As a longtime challenger of the antiquated facility, I am relieved that our governor has taken this major step to clean up our troubled prison system.

Anne Arundel County has long been host to some of the state's most violent criminals at the House of Correction.

For years, my office and the taxpayers of this county have suffered the costs associated with prosecuting those inmates who commit additional crimes while imprisoned - a situation that was routine at Jessup.

The facility was ripe for assaults and murders. I should know, as my office has had to prosecute several such crimes year after year.

With last year's murder of Corrections Officer David Mc- Guinn and the more recent assault on another officer ("Inmate stabs guard," March 3), an inside view of the bedlam at the Jessup prison came to the forefront.

Public Safety Secretary Gary D. Maynard saw this situation and acted swiftly. His wisdom and fervor are welcome here in Maryland.

This crucial move by Mr. Maynard and Mr. O'Malley will make our correctional guards safer and our prison system tighter and allow for a much closer look at our prison system.

Frank R. Weathersbee


The writer is state's attorney for Anne Arundel County.

Mayor must offer better solutions

Mayor Sheila Dixon continues to offer no solutions to the city's problems.

As a citizen of Northeast Baltimore, I can increasingly hear gunshots in my neighborhood and watch drug dealers openly solicit along Harford Road.

Yet the only type of police strategy Ms. Dixon has mentioned is "community policing" or officers "walking the beat" ("Dixon hears call for foot patrols," March 20).

This does not address organized drug-dealing or people shooting from cars speeding down neighborhood streets.

I think Ms. Dixon is out of touch. She needs to address real issues with real plans.

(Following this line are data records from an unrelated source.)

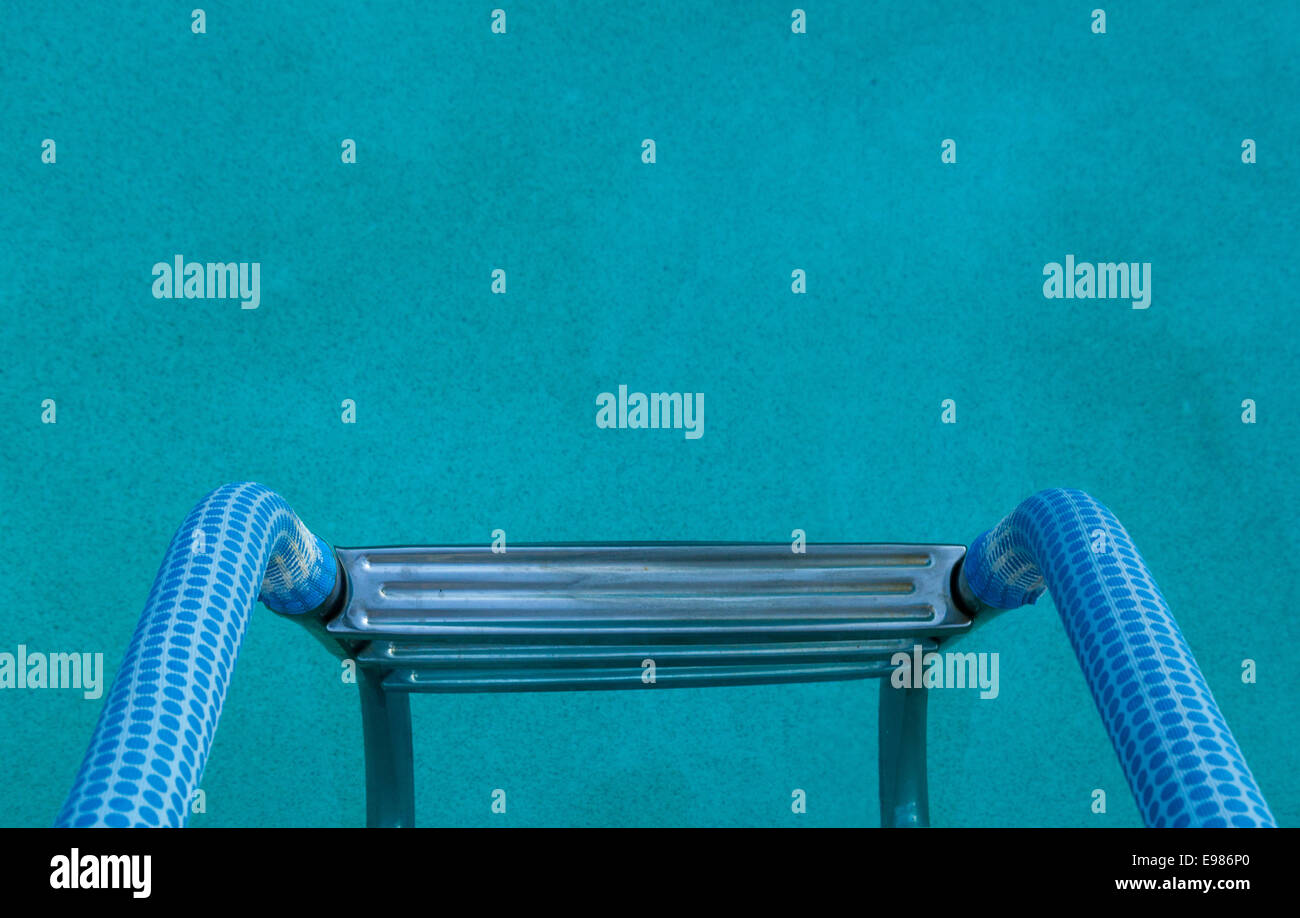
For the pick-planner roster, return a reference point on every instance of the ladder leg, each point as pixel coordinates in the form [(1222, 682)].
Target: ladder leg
[(389, 765), (904, 796)]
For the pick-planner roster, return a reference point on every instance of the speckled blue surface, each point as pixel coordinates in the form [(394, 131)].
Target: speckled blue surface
[(475, 412)]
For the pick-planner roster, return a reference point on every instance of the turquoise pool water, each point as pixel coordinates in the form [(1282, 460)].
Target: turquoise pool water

For instance, Ms. Dixon states that trash is a high priority. Then she says she plans to hire a few inspectors and come up with a slogan ("Getting city to pick it up," March 13).

The citizens of Baltimore deserve more.

Kimberly D. Lane


Cops on the beat keep streets safer

Foot patrols are the first positive suggestion concerning policing I've heard in the decades since we made the wrongheaded decision to remove foot patrols from our streets in favor of officers speeding about town in cars and causing accidents ("Dixon hears call for foot patrols," March 20).

Having grown up on the mean streets of Waverly during the segregation years of 1957 to 1962, I saw firsthand how the system of police officers on the beat worked.

They knew all the people on their beat, especially the young troublemakers. Indeed, when something happened, they were often at the young people's homes talking with their parents before the miscreants arrived there.

The decision to put the police in cars was made to give them flexibility, numbers and speed in terms of ready response.

As a former military police machine-gunner who served under enemy fire in Vietnam, I am not unmindful of these virtues. Still, I have come to the conclusion that our streets were safer with foot patrols than they have been without them.